Bay Khudi is a 2016 Pakistani drama Serial that premiered on Nov.17, 2016 on ARY Digital starring Indian TV actress Sara Khan and Noor Hassan Rizvi. At 17th Lux Style Awards it received Nomination for "Best Original Soundtrack" to Adnan Dhool and Sana Zulfiqar.

Plot
Bay Khudi is a tale of Fiza who shifted to her aunt's house along with her mother after her father's death. Saad's mother loves Fiza as her own daughter. Fiza is happy because of Saad who's her cousin and best friend, however Saad has feelings for Fiza.
 
Fiza luckily gets engaged to Asher whom she loves and doesn't realize what Saad feels for her.
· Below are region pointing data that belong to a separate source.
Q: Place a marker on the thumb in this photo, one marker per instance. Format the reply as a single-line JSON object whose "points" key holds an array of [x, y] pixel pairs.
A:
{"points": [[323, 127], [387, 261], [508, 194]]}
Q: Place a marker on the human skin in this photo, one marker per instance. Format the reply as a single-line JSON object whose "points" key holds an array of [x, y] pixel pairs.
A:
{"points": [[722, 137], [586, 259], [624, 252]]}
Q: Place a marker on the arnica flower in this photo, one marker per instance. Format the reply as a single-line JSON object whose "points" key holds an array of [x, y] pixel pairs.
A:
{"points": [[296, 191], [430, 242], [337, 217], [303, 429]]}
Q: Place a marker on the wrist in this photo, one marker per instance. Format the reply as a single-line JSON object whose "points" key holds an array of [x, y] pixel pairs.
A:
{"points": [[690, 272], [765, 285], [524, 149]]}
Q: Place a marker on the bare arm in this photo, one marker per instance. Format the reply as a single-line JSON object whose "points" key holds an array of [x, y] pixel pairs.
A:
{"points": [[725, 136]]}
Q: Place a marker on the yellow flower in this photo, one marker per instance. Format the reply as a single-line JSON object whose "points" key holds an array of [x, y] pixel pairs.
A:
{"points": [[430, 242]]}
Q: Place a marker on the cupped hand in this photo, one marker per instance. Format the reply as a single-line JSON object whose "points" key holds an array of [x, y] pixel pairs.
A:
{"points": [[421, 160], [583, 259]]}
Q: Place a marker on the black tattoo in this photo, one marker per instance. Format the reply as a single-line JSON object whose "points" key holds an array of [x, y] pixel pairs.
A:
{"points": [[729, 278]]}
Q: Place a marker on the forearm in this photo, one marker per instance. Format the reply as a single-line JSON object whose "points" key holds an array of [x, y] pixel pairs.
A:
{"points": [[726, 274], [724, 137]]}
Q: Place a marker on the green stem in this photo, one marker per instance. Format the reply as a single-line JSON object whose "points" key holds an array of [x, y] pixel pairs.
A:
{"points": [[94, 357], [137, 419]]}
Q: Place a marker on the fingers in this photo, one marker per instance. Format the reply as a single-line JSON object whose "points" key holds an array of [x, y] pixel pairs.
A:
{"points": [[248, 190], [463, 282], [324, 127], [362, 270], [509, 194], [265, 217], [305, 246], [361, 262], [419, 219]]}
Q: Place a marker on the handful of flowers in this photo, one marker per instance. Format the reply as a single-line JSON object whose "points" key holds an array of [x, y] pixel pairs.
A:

Saad couldn't accept the reality that Fiza is not his anymore and that's where his love for her turns into obsession.

Cast
 Sara Khan as Fiza
 Noor Hassan Rizvi as Saad
 Bilal Abbas as Arsam
 Komal Aziz Khan as Mariam
 Laila Zuberi as Saabra
 Hajra Khan as Faiza
 Arsalan Faisal as Ashar
 Fahad Ahmed as Faruq
 Rahma Khan as Wania
 Fazila Qazi as Rukhsana

Accolades

Soundtrack
Bay Khudi Ost Sung by Sana Zulfiqar and Adnan dhool.